Google's lightweight open source Llama challenge

Building on the work of the Gemini model, Google introduced the Gemma family of open models. Gemma 2B and 7B open models are available in two sizes, each with pre-trained and instruction-tuned options. Across all benchmarks, Gemma outperforms Meta's LLM, Llama 2. For example, Gemma's 7 billion parameter model is great. He achieved Rama II in areas such as reasoning and mathematics, with an overall accuracy rate of 64.3%.

With a free tier of Colab notebooks and free access to Kaggle, users can start using Gemma today. Additionally, first-time users of Google Cloud can take advantage of her $300 credit. Google Cloud credits, which researchers can request in amounts up to $500,000, can also be used to speed up research. Gemma will have two variations of him available: Gemma 2B with 2 billion parameters and Gemma 7B with 7 billion parameters. Each size released has pre-trained and instruction-tuned variations. Additionally, Gemma comes with a new Responsible Generative AI toolkit that provides all the tools you need to create AI apps that are safer to use.

Other features include:

Native Keras 3.0 inference and supervised fine-tuning (SFT) toolchain in all major frameworks (JAX, PyTorch, TensorFlow). Gemma's integration with popular tools like Hugging Face, MaxText, Nvidia NeMo, TensorRT-LLM, and ready-to-use tools – Colab and Kaggle notebooks make it easy to get started. Easily deploy to Vertex AI and Google Kubernetes Engine (GKE) to run pre-trained, instruction-tuned Gemma models on your laptop, desktop, or on Google. Cloud. Optimizations across many AI hardware platforms, including Google Cloud TPUs and Nvidia GPUs, ensure the best performance on the market.
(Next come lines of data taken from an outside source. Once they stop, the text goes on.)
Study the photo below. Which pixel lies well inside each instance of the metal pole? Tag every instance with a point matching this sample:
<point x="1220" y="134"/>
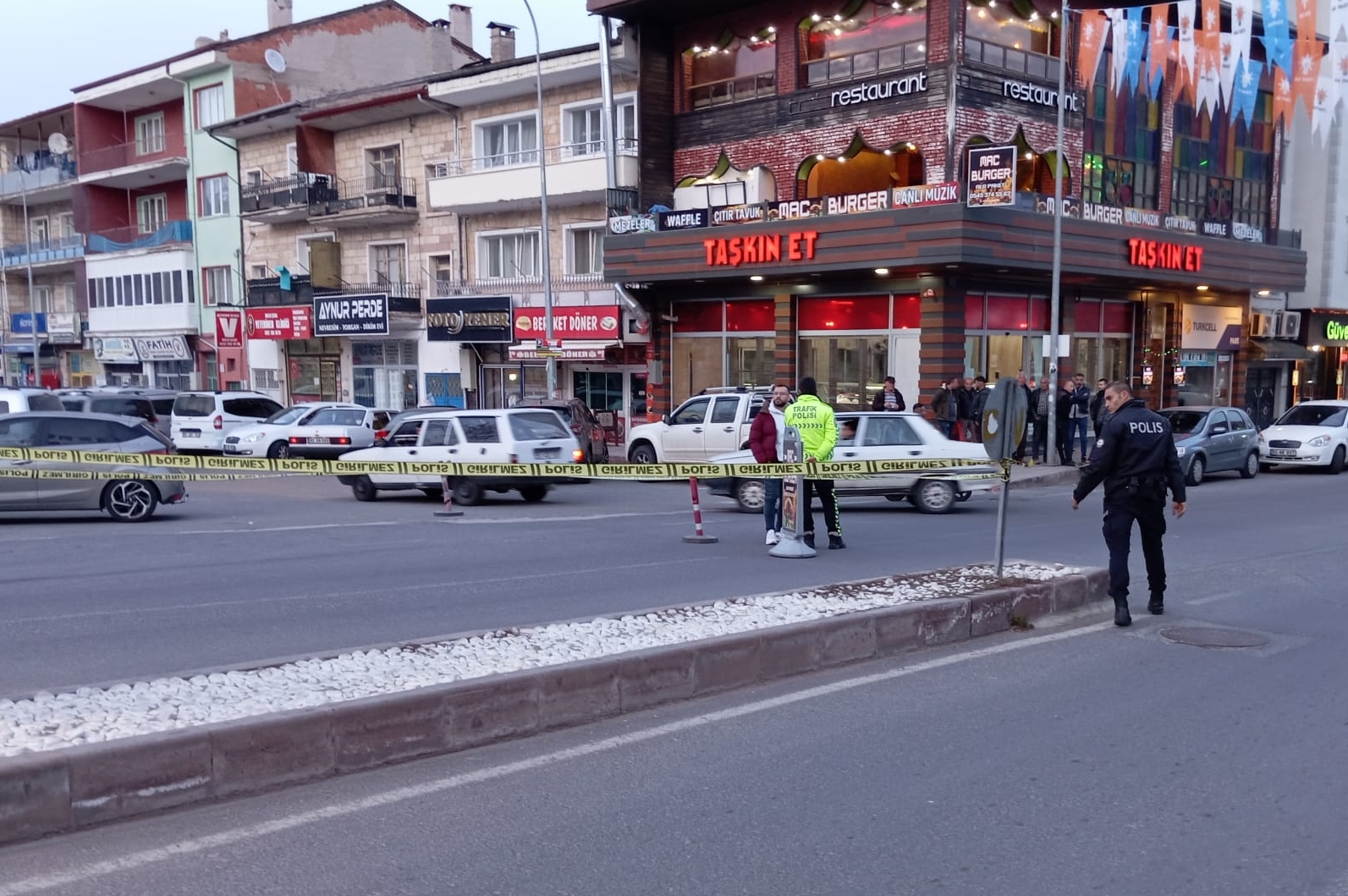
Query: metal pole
<point x="542" y="184"/>
<point x="1056" y="302"/>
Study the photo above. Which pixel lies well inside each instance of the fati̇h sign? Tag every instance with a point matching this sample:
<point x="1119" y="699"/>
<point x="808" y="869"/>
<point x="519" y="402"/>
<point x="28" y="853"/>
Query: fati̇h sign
<point x="350" y="314"/>
<point x="470" y="320"/>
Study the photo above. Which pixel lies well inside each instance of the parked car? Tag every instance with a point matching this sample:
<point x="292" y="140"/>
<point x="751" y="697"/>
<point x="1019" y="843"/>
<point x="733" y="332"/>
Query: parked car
<point x="503" y="436"/>
<point x="131" y="497"/>
<point x="882" y="437"/>
<point x="1308" y="434"/>
<point x="584" y="426"/>
<point x="15" y="400"/>
<point x="334" y="430"/>
<point x="201" y="421"/>
<point x="275" y="437"/>
<point x="1213" y="439"/>
<point x="715" y="422"/>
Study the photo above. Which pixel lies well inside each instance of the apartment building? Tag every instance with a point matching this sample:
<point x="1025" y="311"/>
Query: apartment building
<point x="157" y="195"/>
<point x="377" y="220"/>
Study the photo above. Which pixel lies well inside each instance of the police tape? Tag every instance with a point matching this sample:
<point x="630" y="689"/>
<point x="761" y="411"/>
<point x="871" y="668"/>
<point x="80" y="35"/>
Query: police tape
<point x="158" y="465"/>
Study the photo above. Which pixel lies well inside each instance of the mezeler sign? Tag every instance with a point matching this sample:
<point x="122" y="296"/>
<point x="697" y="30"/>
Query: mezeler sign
<point x="470" y="320"/>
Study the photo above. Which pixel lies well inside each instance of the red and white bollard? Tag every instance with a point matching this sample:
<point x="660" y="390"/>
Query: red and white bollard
<point x="449" y="499"/>
<point x="698" y="536"/>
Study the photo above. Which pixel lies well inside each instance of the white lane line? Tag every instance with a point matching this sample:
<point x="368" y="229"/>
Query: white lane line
<point x="417" y="791"/>
<point x="289" y="529"/>
<point x="329" y="596"/>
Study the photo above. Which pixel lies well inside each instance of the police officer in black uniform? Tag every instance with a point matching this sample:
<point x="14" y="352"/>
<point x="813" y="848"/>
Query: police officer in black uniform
<point x="1136" y="459"/>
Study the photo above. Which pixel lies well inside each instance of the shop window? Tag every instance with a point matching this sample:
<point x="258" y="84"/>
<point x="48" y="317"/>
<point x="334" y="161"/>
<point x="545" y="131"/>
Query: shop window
<point x="861" y="313"/>
<point x="1013" y="36"/>
<point x="863" y="39"/>
<point x="732" y="70"/>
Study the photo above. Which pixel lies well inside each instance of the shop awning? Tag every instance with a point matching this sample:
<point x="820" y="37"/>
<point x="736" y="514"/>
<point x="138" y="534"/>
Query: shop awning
<point x="1281" y="350"/>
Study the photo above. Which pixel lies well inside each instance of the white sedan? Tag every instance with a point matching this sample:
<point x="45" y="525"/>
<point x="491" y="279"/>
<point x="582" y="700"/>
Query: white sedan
<point x="883" y="437"/>
<point x="1308" y="434"/>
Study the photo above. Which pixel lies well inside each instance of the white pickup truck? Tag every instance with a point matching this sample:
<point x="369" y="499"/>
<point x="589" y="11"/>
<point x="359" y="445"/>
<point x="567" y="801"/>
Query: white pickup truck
<point x="715" y="422"/>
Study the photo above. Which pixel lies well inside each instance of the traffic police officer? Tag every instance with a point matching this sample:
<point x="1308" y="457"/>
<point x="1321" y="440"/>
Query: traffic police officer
<point x="1136" y="459"/>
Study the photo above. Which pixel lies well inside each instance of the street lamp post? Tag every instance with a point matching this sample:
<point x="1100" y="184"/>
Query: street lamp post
<point x="542" y="184"/>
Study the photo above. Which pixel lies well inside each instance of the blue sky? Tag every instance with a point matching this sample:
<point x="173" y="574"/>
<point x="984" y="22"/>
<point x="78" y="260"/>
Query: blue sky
<point x="50" y="46"/>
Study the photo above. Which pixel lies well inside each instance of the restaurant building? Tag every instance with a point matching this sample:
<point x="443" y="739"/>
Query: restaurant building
<point x="848" y="189"/>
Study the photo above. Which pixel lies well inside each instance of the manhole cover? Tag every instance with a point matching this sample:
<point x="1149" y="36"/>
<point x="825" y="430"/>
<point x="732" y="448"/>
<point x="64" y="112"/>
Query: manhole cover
<point x="1197" y="636"/>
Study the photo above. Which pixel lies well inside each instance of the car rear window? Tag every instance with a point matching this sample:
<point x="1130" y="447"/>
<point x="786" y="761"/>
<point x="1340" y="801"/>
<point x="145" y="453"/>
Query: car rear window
<point x="534" y="426"/>
<point x="195" y="406"/>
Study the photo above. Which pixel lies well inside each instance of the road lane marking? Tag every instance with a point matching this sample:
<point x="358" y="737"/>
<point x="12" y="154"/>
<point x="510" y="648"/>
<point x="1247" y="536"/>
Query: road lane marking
<point x="418" y="791"/>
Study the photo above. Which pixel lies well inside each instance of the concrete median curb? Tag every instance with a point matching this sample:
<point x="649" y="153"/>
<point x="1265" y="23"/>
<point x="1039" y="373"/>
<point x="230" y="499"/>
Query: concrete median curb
<point x="63" y="789"/>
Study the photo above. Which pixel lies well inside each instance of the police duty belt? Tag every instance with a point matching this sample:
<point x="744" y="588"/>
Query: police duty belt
<point x="184" y="466"/>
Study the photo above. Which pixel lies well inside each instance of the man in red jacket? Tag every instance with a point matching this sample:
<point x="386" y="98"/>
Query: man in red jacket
<point x="766" y="443"/>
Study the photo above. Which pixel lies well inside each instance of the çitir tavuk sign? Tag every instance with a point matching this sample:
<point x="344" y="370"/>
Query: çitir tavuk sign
<point x="761" y="248"/>
<point x="1170" y="256"/>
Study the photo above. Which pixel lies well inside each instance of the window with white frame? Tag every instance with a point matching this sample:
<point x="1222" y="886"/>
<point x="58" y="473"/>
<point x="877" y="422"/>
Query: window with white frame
<point x="382" y="168"/>
<point x="584" y="250"/>
<point x="582" y="127"/>
<point x="150" y="134"/>
<point x="211" y="106"/>
<point x="503" y="143"/>
<point x="151" y="212"/>
<point x="509" y="255"/>
<point x="217" y="286"/>
<point x="388" y="263"/>
<point x="215" y="195"/>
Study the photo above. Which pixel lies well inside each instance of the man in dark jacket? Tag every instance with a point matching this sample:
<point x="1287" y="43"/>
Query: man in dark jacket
<point x="1136" y="459"/>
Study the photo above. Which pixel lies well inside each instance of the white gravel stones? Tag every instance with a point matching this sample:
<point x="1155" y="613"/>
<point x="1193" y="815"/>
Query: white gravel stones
<point x="52" y="721"/>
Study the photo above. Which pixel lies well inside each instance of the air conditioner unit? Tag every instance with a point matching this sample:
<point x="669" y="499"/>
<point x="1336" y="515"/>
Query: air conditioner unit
<point x="1290" y="325"/>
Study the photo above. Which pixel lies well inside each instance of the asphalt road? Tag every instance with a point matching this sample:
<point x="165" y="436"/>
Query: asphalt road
<point x="255" y="570"/>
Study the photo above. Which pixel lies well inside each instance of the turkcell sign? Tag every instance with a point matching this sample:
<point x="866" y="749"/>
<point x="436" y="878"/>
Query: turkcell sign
<point x="350" y="314"/>
<point x="872" y="91"/>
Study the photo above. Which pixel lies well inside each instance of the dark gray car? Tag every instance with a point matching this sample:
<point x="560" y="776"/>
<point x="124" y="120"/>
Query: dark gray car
<point x="129" y="497"/>
<point x="1213" y="439"/>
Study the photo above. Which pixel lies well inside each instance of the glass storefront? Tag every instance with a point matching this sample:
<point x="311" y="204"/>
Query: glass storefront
<point x="384" y="373"/>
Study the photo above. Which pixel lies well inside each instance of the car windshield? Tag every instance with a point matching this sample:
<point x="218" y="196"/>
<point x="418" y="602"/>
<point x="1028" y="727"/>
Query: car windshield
<point x="290" y="414"/>
<point x="1313" y="415"/>
<point x="1186" y="422"/>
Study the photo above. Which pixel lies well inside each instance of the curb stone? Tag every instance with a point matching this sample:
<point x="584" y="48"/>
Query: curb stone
<point x="63" y="789"/>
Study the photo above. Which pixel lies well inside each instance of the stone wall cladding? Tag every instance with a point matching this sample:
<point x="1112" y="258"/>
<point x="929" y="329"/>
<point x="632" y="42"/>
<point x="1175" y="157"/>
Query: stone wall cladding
<point x="63" y="789"/>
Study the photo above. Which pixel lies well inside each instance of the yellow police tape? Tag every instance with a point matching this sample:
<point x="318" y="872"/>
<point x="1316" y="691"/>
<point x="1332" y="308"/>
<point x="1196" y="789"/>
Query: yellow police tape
<point x="184" y="466"/>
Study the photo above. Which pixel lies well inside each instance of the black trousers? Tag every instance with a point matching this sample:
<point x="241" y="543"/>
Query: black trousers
<point x="824" y="488"/>
<point x="1150" y="515"/>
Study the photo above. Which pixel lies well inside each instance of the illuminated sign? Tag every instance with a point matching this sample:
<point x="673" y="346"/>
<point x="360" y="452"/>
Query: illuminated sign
<point x="1172" y="256"/>
<point x="761" y="248"/>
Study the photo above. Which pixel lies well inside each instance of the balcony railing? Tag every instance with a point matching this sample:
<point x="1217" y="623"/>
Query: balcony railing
<point x="43" y="250"/>
<point x="859" y="65"/>
<point x="170" y="146"/>
<point x="1030" y="63"/>
<point x="135" y="238"/>
<point x="36" y="172"/>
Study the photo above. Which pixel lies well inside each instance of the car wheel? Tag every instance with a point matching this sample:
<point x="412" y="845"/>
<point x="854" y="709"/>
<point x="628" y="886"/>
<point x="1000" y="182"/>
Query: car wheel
<point x="533" y="493"/>
<point x="468" y="493"/>
<point x="1336" y="463"/>
<point x="1196" y="470"/>
<point x="364" y="489"/>
<point x="1252" y="466"/>
<point x="129" y="500"/>
<point x="750" y="495"/>
<point x="642" y="453"/>
<point x="934" y="496"/>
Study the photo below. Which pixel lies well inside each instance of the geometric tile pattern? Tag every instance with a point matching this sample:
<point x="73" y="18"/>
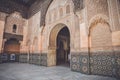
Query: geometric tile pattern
<point x="105" y="63"/>
<point x="101" y="63"/>
<point x="34" y="59"/>
<point x="80" y="63"/>
<point x="84" y="63"/>
<point x="38" y="59"/>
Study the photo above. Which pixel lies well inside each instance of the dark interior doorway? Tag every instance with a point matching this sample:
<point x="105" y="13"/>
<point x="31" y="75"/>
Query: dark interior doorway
<point x="63" y="47"/>
<point x="11" y="50"/>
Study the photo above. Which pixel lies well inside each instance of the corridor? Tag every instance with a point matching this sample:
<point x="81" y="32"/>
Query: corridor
<point x="20" y="71"/>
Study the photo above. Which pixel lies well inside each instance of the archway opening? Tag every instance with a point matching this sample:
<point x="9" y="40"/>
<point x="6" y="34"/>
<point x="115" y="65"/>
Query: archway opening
<point x="63" y="47"/>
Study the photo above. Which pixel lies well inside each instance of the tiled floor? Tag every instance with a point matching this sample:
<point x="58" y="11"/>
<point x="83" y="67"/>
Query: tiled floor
<point x="18" y="71"/>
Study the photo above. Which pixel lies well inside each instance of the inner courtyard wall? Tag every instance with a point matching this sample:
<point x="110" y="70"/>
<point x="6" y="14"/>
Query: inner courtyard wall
<point x="94" y="36"/>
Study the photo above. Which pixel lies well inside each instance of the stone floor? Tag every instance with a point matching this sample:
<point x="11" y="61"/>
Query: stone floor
<point x="18" y="71"/>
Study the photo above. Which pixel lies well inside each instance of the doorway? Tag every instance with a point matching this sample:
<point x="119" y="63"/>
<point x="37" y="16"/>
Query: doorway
<point x="11" y="50"/>
<point x="63" y="47"/>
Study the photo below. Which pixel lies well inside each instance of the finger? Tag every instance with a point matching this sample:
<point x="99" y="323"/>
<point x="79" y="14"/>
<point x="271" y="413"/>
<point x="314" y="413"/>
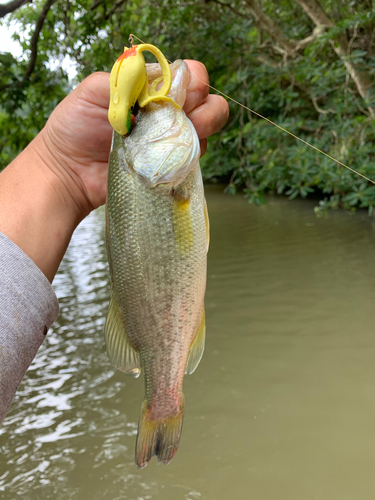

All organizations, regardless of size, are permitted to make responsible commercial use and distribution according to the terms of use. Several benchmarks such as MMLU, HellaSwag, and HumanEval show that Gemma performs better than her Llama 2. Gemma is natively Keras 3.0 compliant and can be used with TensorFlow, PyTorch, and JAX, making it widely used. This edition provides pre-built notebooks for Kaggle and Colab, as well as integrations with widely used tools such as Hugging Face, MaxText, NVIDIA NeMo, and TensorRT-LLM.

Optimized for NVIDIA GPUs and Google Cloud TPUs, Gemma models deliver industry-leading performance. However, you can run it on a variety of platforms, including workstations, laptops, and Google Cloud. Google's recently introduced Gemini 1.5 boasts the largest 1 million token context window in NLP model history, and this advancement follows suit. The context windows for GPT-4 Turbo and Claude 2.1 are 128K and 200K, respectively.